Here's what people had to say about...

"Put the right document in our museum"

 

The Declaration and the Constitution

Mark E. Dixon's April 3 Commentary Page piece praises the Declaration of Independence at the expense of the U.S. Constitution.  Mr. Dixon prefers statements of sentiment over "politics," but sentiment never fed the bulldog.

There are good reasons why our founders preferred limitations both on direct popular representation and on universal voting rights.

In local politics, they believed that landowners would consider legislation more carefully than those who could leave the community at any time.  They also believed that people with experience in administering their own business affairs possessed superior judgment about government generally.

Our founders were not establishing a government to serve private interests, or even to mediate them.  They believed instead that governments serve the public good and, therefore, require wise rather than crafty governors.

Mr. Dixon also forgets that we are the United States of America, a federal arrangement, and not the people of America directly.  Our founders believed in the diversity of the states.  Liberty for them required preserving these differences and not surrendering them to some vast and distant government.

Mr.
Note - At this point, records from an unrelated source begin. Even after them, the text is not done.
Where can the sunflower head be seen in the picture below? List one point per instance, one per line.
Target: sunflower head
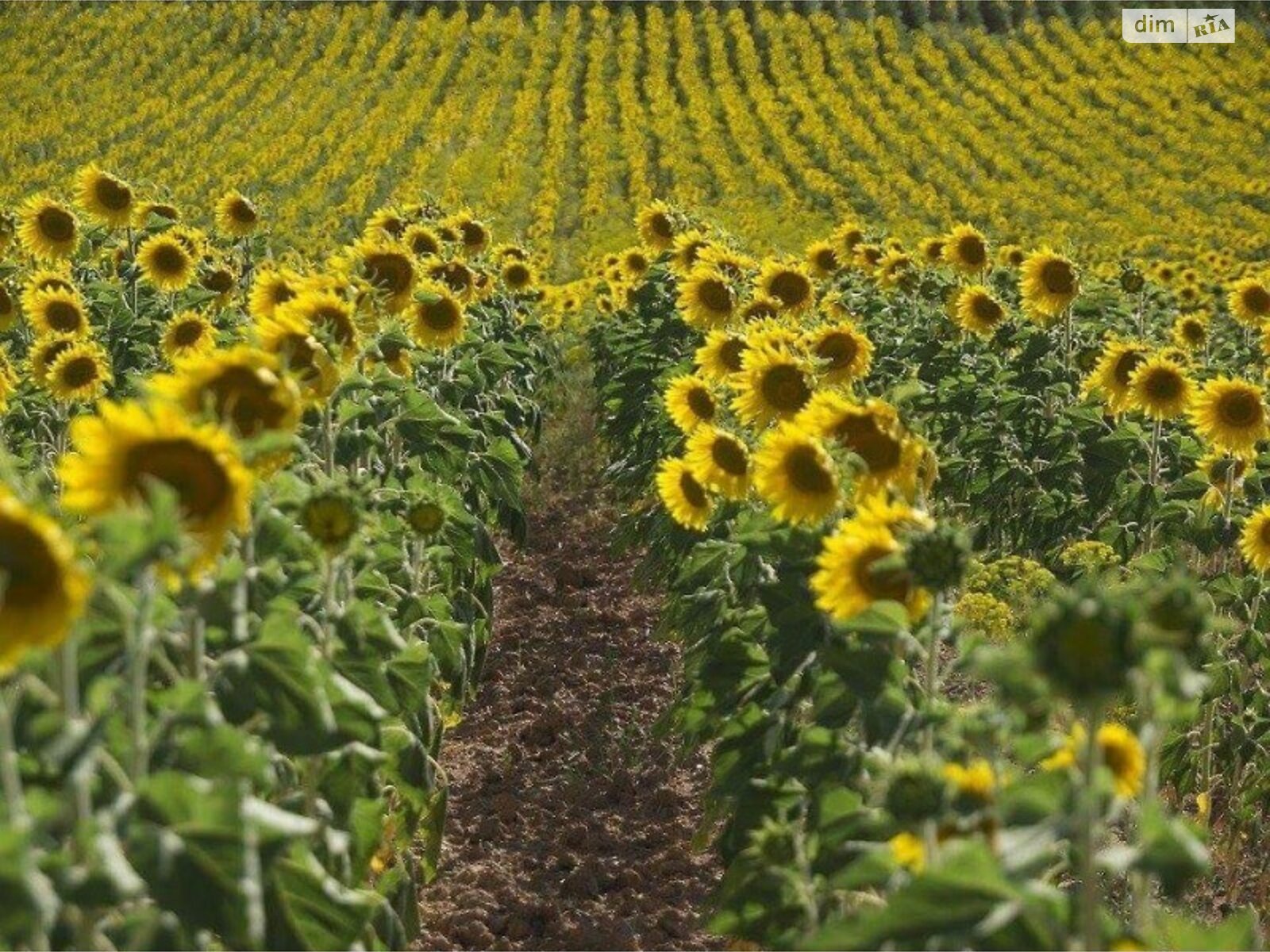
(683, 494)
(105, 197)
(44, 589)
(167, 262)
(437, 317)
(48, 228)
(57, 311)
(79, 374)
(237, 215)
(774, 385)
(120, 454)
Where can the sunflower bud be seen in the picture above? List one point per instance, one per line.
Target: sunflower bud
(937, 558)
(1083, 641)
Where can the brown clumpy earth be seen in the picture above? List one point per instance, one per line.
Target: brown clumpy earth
(571, 823)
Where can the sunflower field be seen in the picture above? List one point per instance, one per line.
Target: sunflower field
(930, 352)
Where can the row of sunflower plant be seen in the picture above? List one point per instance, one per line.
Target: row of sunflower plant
(964, 549)
(247, 505)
Dixon objects to the "three-fifths of a man compromise" in the Constitution.  However, it was the slave-holding states that voted for full representation of slaves, while the North supported no representation as a way to limit the political power of the South -- a splendid example of the political complexity of historical documents.
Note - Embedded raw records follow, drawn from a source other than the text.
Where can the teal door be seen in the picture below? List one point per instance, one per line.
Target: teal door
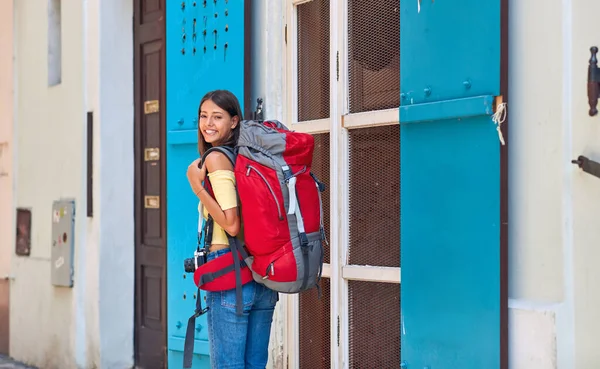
(452, 301)
(205, 51)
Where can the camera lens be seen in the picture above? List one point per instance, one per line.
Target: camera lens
(189, 266)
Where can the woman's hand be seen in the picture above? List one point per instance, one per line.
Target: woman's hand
(196, 175)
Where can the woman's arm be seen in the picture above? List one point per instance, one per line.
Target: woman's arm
(229, 219)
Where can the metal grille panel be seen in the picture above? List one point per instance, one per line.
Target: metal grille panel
(315, 321)
(374, 325)
(374, 54)
(321, 170)
(313, 60)
(375, 196)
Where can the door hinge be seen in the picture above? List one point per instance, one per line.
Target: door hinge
(338, 331)
(337, 65)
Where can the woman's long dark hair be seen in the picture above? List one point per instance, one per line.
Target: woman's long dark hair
(227, 101)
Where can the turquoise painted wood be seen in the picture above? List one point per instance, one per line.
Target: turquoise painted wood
(450, 184)
(205, 51)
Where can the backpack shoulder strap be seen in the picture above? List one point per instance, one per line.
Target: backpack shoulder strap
(228, 151)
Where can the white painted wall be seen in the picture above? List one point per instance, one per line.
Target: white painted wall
(90, 325)
(554, 207)
(6, 157)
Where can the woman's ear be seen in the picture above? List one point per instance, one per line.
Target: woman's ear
(235, 120)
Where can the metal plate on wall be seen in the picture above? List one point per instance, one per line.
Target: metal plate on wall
(63, 224)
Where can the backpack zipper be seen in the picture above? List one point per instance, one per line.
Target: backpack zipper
(250, 167)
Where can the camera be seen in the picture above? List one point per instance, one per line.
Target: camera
(191, 264)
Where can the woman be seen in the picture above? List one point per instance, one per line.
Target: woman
(235, 341)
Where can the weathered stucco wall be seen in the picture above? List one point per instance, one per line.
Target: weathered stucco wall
(6, 165)
(49, 125)
(554, 316)
(92, 324)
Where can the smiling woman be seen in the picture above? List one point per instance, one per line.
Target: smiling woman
(218, 116)
(241, 337)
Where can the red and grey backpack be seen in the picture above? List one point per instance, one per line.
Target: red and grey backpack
(282, 215)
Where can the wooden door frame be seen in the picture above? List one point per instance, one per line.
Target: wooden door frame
(138, 159)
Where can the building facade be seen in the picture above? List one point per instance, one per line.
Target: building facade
(97, 126)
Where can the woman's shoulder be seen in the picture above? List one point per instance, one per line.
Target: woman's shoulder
(216, 160)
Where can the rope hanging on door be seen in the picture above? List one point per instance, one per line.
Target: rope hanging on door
(498, 118)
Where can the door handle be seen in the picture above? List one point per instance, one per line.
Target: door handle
(587, 165)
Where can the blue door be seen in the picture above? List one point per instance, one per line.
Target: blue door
(205, 51)
(452, 300)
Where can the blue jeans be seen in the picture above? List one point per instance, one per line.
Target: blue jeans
(240, 342)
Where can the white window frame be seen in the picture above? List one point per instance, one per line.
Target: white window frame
(338, 124)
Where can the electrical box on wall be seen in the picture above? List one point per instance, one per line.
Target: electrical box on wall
(63, 225)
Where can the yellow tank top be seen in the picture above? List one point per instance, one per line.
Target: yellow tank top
(223, 186)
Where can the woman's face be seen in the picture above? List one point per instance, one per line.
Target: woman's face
(215, 123)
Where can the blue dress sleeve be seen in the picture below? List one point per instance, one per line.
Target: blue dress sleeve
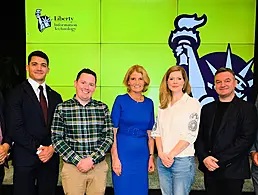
(116, 111)
(152, 120)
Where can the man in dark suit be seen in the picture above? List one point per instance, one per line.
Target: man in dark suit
(5, 142)
(227, 131)
(254, 155)
(30, 108)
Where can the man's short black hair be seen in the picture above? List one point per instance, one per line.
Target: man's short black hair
(38, 54)
(87, 71)
(223, 69)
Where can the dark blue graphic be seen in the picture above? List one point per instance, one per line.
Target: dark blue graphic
(185, 41)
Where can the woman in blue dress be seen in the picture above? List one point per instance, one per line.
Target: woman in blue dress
(132, 151)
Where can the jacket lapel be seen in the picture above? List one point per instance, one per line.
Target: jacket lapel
(229, 111)
(212, 122)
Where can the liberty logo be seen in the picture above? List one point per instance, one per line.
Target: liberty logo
(43, 21)
(185, 41)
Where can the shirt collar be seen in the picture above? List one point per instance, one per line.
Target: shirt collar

Mr. Dixon might also recall that the Continental Congress, in adopting Jefferson's Declaration, suppressed his passage attacking slavery.  The Declaration itself is hardly free from politics and compromise.

The Declaration of Independence proclaims that "all men are created equal."  However, Jefferson did not write what Dixon reads.  The Declaration says that human beings are equal in respect to their rights but not otherwise.
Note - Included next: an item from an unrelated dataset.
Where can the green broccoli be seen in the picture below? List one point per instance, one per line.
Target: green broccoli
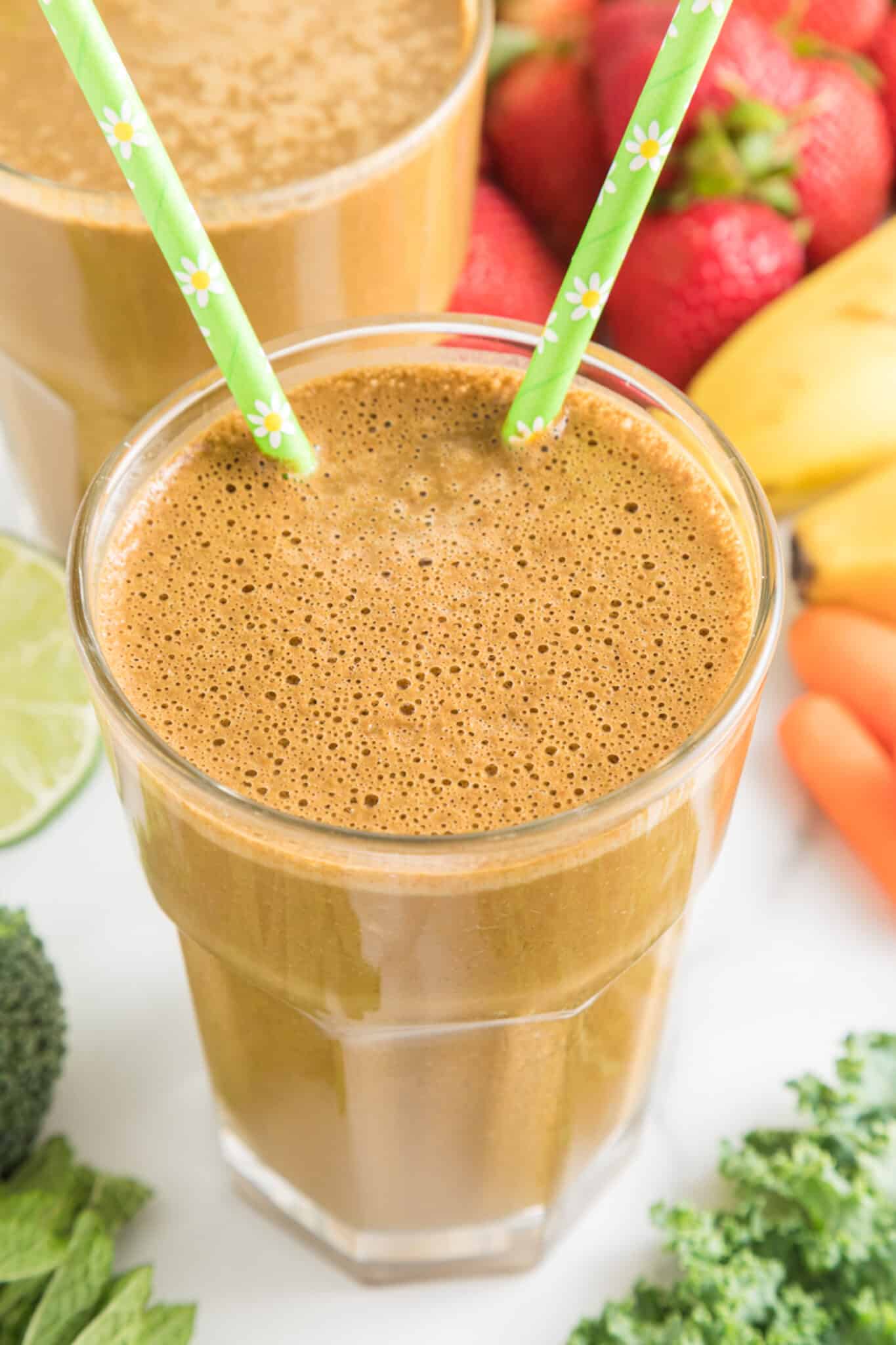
(33, 1038)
Years later, Lincoln was careful to say that while he and a slave have equal rights, they were not equal in talents or capacities -- an opinion that would be labeled harshly in our own time.

The Constitution commands our respect precisely because it represents, with its limitations, a real engagement with the possible in pursuit of justice.

Stephen Zelnick, Philadelphia

(The writer is director of the Intellectual Heritage Program at Temple University.)

 

We were interested in Mark Dixon's Commentary Page article contrasting the Declaration of Independence and the Constitution and suggesting that the Declaration of Independence, rather than the Constitution, is our fundamental statement of national purpose, agreed upon by all Americans, and therefore is the document appropriate for a museum on Independence Mall.

We appreciate very much the question he has raised and his unusual analysis of what we ordinarily take for granted while at the same time considering it sancrosanct.

Mark Dixon states that the core notion of the Declaration of Independence, that "all men are created equal," is what inspires us and sets us apart as a nation.  He goes on to point out that the Constitution, which we revere so highly, is indeed the product of politics and compromise -- essentially a means to the end of preserving our union and our freedoms.

At this time in our national life, a debate is going on about the use of government, and politics has been given a bad name.  Our fundamental beliefs in freedom and equality have to be applied to new technologies and new problems.

It's a great time to think newly about our basic purpose, as stated in the Declaration, and our basic means, the Constitution.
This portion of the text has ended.